Professional ratings
Review scores
| Source | Rating |
| AllMusic | Star |

==Accolades==
At the ARIA Music Awards of 1994, The Cruel Sea won 'Single of the Year' and 'Song of the Year' for "The Honeymoon Is Over", 'Album of the Year', 'Best Group' and 'Producer of the Year' (Tony Cohen) for The Honeymoon Is Over and received five further nominations including 'Best Cover Art' by Kristyna Higgins and Jay Manby. At an after-party, a drunken guest attacked Higgins, a professional photographer, and a fracas ensued with Perkins defending his partner. Also that night, two of their ARIA trophies were stolen.

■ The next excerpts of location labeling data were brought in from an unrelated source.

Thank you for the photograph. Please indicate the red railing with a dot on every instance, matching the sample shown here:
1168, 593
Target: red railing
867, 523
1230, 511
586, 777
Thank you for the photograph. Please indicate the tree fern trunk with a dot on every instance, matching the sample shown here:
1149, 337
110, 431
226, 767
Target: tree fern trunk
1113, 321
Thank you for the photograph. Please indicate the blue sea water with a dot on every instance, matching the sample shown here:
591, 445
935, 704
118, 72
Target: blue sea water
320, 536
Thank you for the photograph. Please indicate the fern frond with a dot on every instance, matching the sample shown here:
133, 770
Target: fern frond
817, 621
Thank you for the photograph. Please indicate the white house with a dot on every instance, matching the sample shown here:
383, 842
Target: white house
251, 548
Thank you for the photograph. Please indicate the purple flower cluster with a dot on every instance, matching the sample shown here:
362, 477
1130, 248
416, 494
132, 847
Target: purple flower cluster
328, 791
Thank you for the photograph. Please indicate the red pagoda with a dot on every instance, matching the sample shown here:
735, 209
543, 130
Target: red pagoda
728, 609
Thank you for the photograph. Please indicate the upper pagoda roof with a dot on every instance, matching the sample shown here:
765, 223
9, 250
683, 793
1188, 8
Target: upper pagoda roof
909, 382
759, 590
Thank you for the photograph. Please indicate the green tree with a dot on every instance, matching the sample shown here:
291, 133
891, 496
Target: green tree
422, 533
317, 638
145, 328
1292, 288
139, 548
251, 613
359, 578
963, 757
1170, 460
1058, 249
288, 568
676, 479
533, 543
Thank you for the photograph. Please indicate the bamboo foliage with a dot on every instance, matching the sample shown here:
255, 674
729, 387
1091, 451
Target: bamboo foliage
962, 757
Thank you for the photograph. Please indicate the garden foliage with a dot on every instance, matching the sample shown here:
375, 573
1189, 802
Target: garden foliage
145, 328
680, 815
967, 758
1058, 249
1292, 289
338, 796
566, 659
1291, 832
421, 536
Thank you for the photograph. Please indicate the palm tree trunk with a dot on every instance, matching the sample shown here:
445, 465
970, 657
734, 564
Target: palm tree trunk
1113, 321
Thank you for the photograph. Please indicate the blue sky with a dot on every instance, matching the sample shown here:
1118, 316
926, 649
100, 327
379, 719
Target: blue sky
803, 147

In October 2010, The Honeymoon Is Over was listed in the book, 100 Best Australian Albums.

==Track listing==

The Honeymoon Is Over track listing
| No. | Title | Writer(s) | Length |
|---|---|---|---|
| 1. | "Orleans Stomp" | Dan Rumour | 2:47 |
| 2. | "The Honeymoon Is Over" | Tex Perkins; Rumour; James Watson; | 3:06 |
| 3. | "Delivery Man" | Perkins; Rumour; Watson; | 5:08 |
| 4. | "The Right Time" | Rumour | 2:43 |
| 5. | "Black Stick" | Perkins; Rumour; | 4:58 |
| 6. | "Sly Din" | Rumour | 3:07 |
| 7. | "Naked Flame" | Perkins; Rumour; Watson; | 4:11 |
| 8. | "Woman with Soul" | Tony Joe White | 3:51 |
| 9. | "Seems Twice" | Rumour | 2:49 |
| 10. | "Better than Love" | Perkins; Rumour; | 4:24 |
| 11. | "X-N-Pop" | Perkins; Rumour; Watson; | 3:36 |
| 12. | "Let's Lay Down Here & Make Love" | Perkins; Rumour; Watson; | 3:36 |
| 13. | "Blame It on the Moon" | Gene Thomas | 3:38 |
| Total length: |  |  | 46:55 |

==Personnel==
The Cruel Sea members
- Jim Elliott – drums, percussion
- Dan Rumour – guitars, percussion
- James Cruickshank – keyboards, guitar, backing vocals, percussion
- Ken Gormly – bass guitar, percussion
- Tex Perkins – vocals, harmonica, guitar

Additional musicians
- Geoff Hales – percussion
- Ross Hannaford – guitar
- Mick Harvey – tambourine, xylophone

Production details
- Producer – The Cruel Sea, Tony Cohen, Mick Harvey
- Mastering – Don Bartley
- Engineer – Tony Cohen
- Editing, sequencing – David Macquarie
- Studio – Metropolis and Atlantis (Melbourne)
  - Planet (Perth) – "Black Stick"

Art work
- Cover art – Kristyna Higgins, Jan Manby
  - Cover photo – Kristyna Higgins
  - Concept – Tex Perkins
  - Photography – Tex Perkins, Kristyna Higgins

==Charts==
===Weekly charts===

Weekly chart performance for The Honeymoon Is Over
| Chart (1993–1994) | Peak position |
|---|---|
| Australian Albums (ARIA) | 4 |
| New Zealand Albums (RMNZ) | 33 |

===Year-end charts===

Year-end chart performance for The Honeymoon Is Over
| Chart (1993) | Position |
|---|---|
| Australian Albums (ARIA) | 40 |
| Chart (1994) | Position |
| Australian Albums (ARIA) | 39 |

==Certification==

Certifications for The Honeymoon Is Over
| Region | Certification | Certified units/sales |
| Australia (ARIA) | 3× Platinum | 210,000^{^} |
^{^} Shipments figures based on certification alone.